In the late 18th century Russian prince Grigori Potemkin is alleged in popular myth to have built impressive fake villages along the route to be travelled by Empress Catherine the Great, to give the illusion of prosperity.

In the early 21st century, NHS England has taken a leaf out of Potemkin’s book, by commandeering a vast exhibition and conference centre, and with logistical help from the army created the appearance of a huge “new hospital” more than four times the size of most normal general hospitals.

It has made some good headlines, and has actually been compared with the massive Chinese effort in Wuhan, which involved clearing land and building a vast prefabricated hospital from scratch in just ten days: but reconfiguring a large pre-existing building comprised mostly of open space is not really in the same league, and questions are now being asked about how wise it was to do this, and whether the building has proved to be an asset or a liability.

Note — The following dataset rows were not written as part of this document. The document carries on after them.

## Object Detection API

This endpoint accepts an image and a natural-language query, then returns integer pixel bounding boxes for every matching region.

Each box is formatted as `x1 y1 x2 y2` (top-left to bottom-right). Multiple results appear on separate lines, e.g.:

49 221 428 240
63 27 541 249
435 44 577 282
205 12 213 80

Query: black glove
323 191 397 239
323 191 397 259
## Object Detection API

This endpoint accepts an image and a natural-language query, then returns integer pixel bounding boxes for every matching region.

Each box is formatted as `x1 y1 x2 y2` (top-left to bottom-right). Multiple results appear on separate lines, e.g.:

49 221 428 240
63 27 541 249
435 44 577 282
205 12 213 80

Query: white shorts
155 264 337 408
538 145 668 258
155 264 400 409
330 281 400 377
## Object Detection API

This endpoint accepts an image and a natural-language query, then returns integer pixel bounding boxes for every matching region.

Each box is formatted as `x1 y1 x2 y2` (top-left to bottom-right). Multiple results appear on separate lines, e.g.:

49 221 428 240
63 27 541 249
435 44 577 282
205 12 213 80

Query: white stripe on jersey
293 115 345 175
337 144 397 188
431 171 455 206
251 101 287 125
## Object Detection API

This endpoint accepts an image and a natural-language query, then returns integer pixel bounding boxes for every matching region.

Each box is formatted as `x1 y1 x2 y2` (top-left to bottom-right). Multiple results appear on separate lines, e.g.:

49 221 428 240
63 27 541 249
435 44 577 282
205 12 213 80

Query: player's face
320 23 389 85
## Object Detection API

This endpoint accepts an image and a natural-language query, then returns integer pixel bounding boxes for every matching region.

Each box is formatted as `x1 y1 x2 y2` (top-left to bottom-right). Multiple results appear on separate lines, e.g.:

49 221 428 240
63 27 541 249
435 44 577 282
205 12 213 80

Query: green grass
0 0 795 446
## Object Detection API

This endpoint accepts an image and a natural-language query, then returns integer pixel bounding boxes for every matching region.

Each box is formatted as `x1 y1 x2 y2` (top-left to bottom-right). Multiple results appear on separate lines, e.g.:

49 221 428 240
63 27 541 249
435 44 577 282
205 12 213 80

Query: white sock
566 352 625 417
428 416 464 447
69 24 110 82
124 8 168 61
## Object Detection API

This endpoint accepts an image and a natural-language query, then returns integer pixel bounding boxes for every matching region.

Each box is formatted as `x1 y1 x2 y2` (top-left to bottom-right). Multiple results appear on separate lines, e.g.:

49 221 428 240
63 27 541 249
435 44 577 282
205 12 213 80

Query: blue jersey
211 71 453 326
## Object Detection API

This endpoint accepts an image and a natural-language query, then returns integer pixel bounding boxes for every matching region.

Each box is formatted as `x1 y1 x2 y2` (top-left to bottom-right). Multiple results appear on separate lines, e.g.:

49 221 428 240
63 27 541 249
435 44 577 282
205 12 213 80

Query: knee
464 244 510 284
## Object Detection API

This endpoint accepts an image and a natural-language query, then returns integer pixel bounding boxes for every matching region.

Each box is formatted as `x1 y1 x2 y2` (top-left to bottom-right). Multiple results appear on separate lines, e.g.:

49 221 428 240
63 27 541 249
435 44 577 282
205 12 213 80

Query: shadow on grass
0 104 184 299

Not least because just as the villages were hollow facades, the hospital turns out to be lacking two key ingredients for success – staff, and patients.

Indeed while it appears that the hospital has been speedily equipped with 500 brand new beds and even hard-to-find ventilator machines, it has a desperate shortage of staff with the intensive care expertise to use the ventilators, and patients to use them on. Just one 42-bed ward is actually being used.